Seven Days in the Park #6
Writing has set me free, and keeps me on the continual path to redemption...
Today was always going to be about writing, and the importance it plays in holding my life together. It serves a comparable function, on a basic level, to my exercise journey: substitute mental for physical fitness, reinforce the importance of a regular schedule and watch me become more comfortable and relaxed when both come easily. The problems inevitably arise when that routine is interrupted.
A lot of change has been thrown at me in the last six weeks, which culminated yesterday in walking into a brand new Gym at 7am and being surprisingly nonplussed at what I found. It’s been increasingly apparent in the last six weeks that where I exercise is now largely irrelevant: tennis court, at home, or in a shiny new space… it is does not matter. What is more important are the people there.
I think the curmudgeon in me may finally be softening…

I have always struggled at being a people person, especially since I went into Menopause. Having spent a lifetime masking, to varying degrees of effectiveness, it is often problematic as to how I cope with new relationships and large groups. The new Gym is genuinely very scary for me right now and it will take some time to feel really comfortable in the space again. This room above is making me itchy.
However, Old Me would never have had the confidence to do the work I have undertaken this week. They would not have fed back on certain projects. They absolutely would never have pushed and promoted other people ahead of themselves because they had no real need for the things being offered. Somebody called me ‘generous’ this week and I’ve never seen it like that. What’s the point of having something if it has no real value to you and others could use it more?
That’s not generosity, it’s common sense.

I’ve had the BEST time here and when I finally leave it will be with far more belief and confidence than was possessed when I arrived. The righteous anger has risen again too, which should not be as much of a surprise as it is. We have been very much non-political in our time here but that reality is a thread which it is becoming impossible to ignore. I am aware of both the risks and the consequences of such pronouncements. We are more than ready to embrace them both.

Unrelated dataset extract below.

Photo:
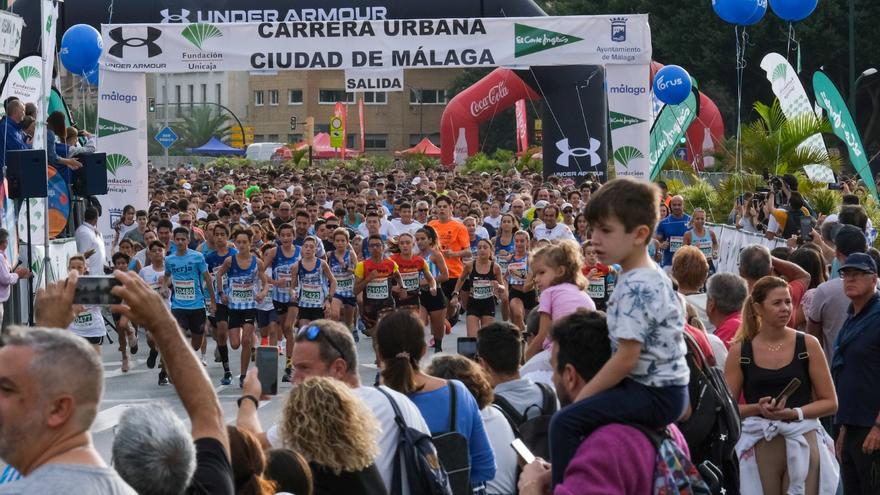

For now, I have a bunch of blogs to write, a couple of subs to tinker with and then the wait until the rain has stopped so I can dash to the shops for some milk and a suitable breakfast choice. I said yesterday this view will be a loss, but it really doesn’t matter any more, if I am comfortable in a space it can become absolutely anywhere I require it to be.
Writing has set me free, and keeps me on the continual path to redemption.